The move will allow the programs in visual arts and creative writing to expand at 185 Nassau St., the current location of the Lewis Center and theater and dance, and provide facilities in addition to those available in the Woolworth Center of Musical Studies.

The new buildings will be part of the arts and transit neighborhood to be created near the intersection of Alexander Street and University Place. The neighborhood is included in the University's Campus Plan, a comprehensive effort to guide development through 2016 and beyond that was produced over the last two years.

The area, already home to the McCarter Theatre Center's Matthews and Berlind theaters, is considered an ideal location for various facilities the university needs to meet the goals of the creative and performing arts initiative announced by President Shirley M. Tilghman in January 2006. Other arts facilities proposed, for which different architects will be named, are an experimental media studio and a satellite for the Princeton University Art Museum.

Mark Burstein, executive vice president, said one of the reasons the selection committee chose Steven Holl Architects was the firm's strength in using complicated programs as the basis for excellent architecture.

"We were looking for an architect who thrives on a complex program, and not only having a plan support that program but also having the buildings connect the programs together -- almost integrate the programs spatially," he said. 

One example is the building Steven Holl Architects designed for the University of Iowa's School of Art and Art History, which received an Institute Honor Award from the American Institute of Architects last year. The school's program for the project led the architect to a compelling massing and floor plan, and also actually pushed Holl to convince the school to change the building site in order to move it closer to other existing art buildings and to use a pond and a bluff as part of the landscaping.

Burstein said the committee also was drawn to Holl because of his use of light to open up spaces. At the Nelson-Atkins Museum of Art, the firm created five glass pavilions that draw light down into the galleries that are banked into the hillside.

Steven Holl Architects has designed cultural, civic, academic, and residential projects around the world, ranging from a number of other arts facilities to a public works project to a church. Paul Muldoon, chair of the Lewis Center for the Arts, is excited about the prospects of working with the firm.

"We're delighted to see the beginning of the next phase of development of the arts at Princeton, and particularly delighted to see that the responsibility of designing the first landmark buildings in the new arts and transit neighborhood falls to an architect of the first water like Steven Holl," he said.

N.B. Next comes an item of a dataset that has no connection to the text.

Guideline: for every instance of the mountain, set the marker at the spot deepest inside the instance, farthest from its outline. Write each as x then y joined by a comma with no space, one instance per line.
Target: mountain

"I use the term 'first water' advisedly, because Steven Holl has designed everything from the Whitney Water Purification Facility and Park in southern Connecticut to the Chapel of St. Ignatius in Seattle. In every case, he is clearly passionate about the relationship of his plan not only to the immediate place but the larger place of the planet," Muldoon continued. "Among my own favorites are his Kiasma Museum of Contemporary Art in Helsinki and the Center for the Arts in Herning, Denmark (currently under construction) -- buildings which are at once inspired and inspirational. We are thrilled to think that the buildings designed by Steven Holl Architects in which so much art will be made by successive generations of Princeton students will themselves be major works of art."